Heinlein, and Small Prophets

I don’t usually think about science fiction as a genre with predictive power.  Sometimes technologies from science fiction appear on the battlefield or in my kitchen, but I rarely read old SF and think, “oh, yes, that’s exactly how that technological trend turned out.”  This might have something to do with the fact that I read more New Wave SF, which tends to be interested in the human story rather than techie prognostication, but I’ve read a decent quantity of harder SF and cyberpunk too.

On Saturday, during a con lull, I read the first few pages of Heinlein’s novel Space Cadet.  Our Hero arrives at Space Academy arrives, and gets a call from his father.  He pulls his phone out of his pocket; they have a quick chat of the “Hi Dad, yes I got there okay, everything’s great, I can’t talk now I’m in a crowd but I’ll call you back” variety.  Another new student looks over to Our Hero, smirks, and says “That’s why I pack my phone in my suitcase–so I can’t hear it ring.”

The exchange lasts for maybe three quarters of a small page.  The phone’s not called anything but a phone; the conversation is spare and what I’d call ‘well observed’ if there had been any way for Heinlein to observe conversations like this one.  There wasn’t, of course–Space Cadet was published in 1948.

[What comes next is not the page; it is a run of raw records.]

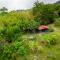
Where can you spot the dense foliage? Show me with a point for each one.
(15, 24)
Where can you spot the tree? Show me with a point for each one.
(44, 13)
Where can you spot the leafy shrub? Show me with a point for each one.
(57, 22)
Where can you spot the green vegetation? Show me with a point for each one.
(18, 39)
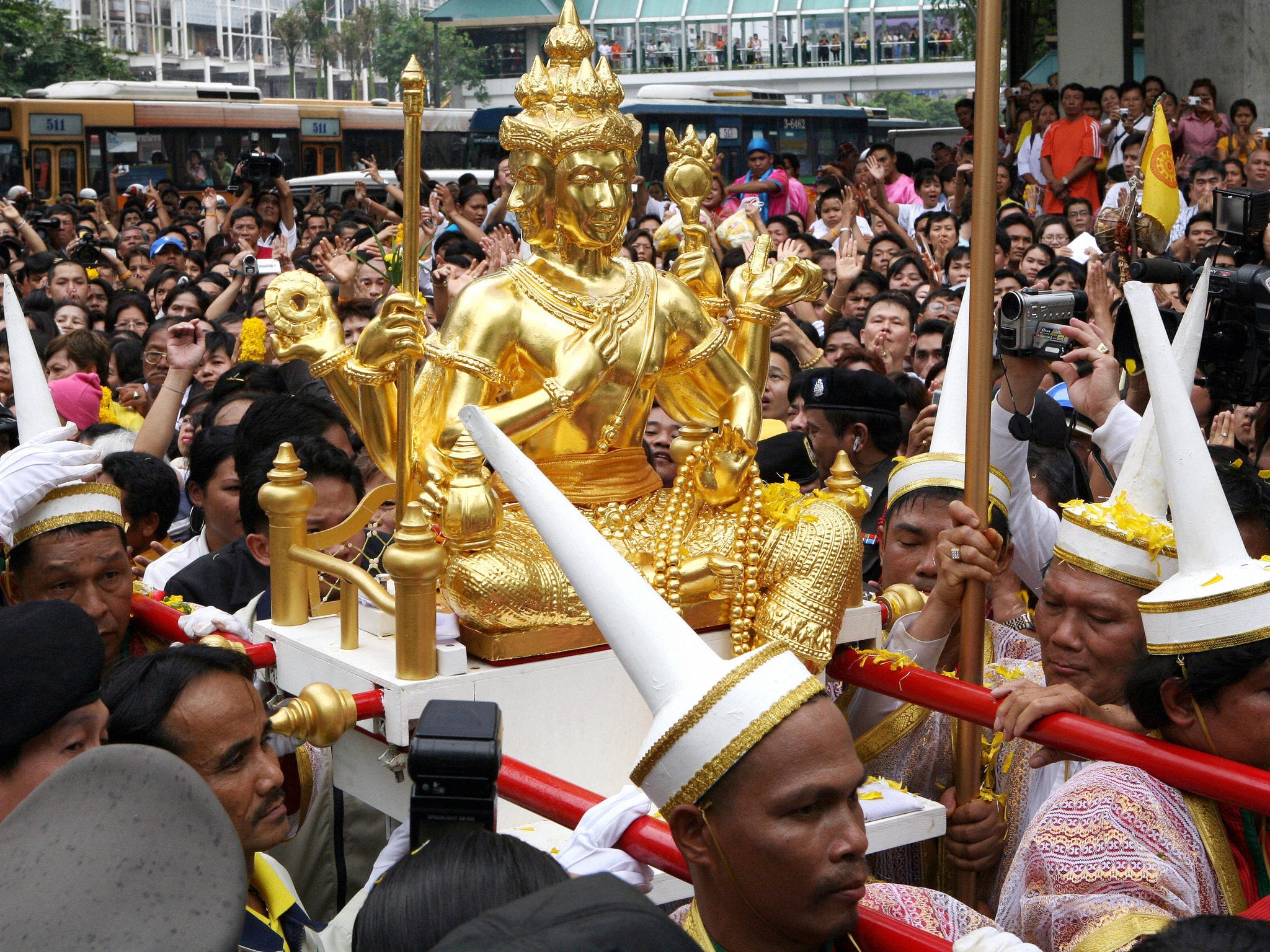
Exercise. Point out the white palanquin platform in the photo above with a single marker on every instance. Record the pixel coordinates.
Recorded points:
(578, 718)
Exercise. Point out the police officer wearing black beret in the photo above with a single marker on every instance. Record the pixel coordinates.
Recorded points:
(856, 412)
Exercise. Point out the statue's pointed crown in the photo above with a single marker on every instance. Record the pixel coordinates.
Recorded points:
(569, 104)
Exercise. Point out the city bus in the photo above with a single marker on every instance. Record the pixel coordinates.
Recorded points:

Reading an accurate prophecy is a new kind of thrill for me.  I wonder what would happen if I tried to write one…

I’d probably fall on my face, of course, but it would be an interesting fall.

One Response to “Heinlein, and Small Prophets”

  1. Benjamin Druhot

    Mmm, the Heinlein juveniles. So much goodness packed into those.

    As Heinlein once said (sorry I don’t have a citation handy, but I swear I’m not making this up), the one big thing that none of them (meaning scifi authors) got right was computers. Specifically, the miniaturization and resulting ubiquity of high-powered electronics. And he died in the 80s, before the cell phone culture we have today had really developed.
    I just recently finished reading through the books written thus far in Lois Bujold’s Vorkosigan Saga, and it’s been interesting to see modern ideas about computers being quietly retconned in as the publishing dates move forward. Quietly, because the series is mostly more interested in the human story than techie prognostication, but it’s there.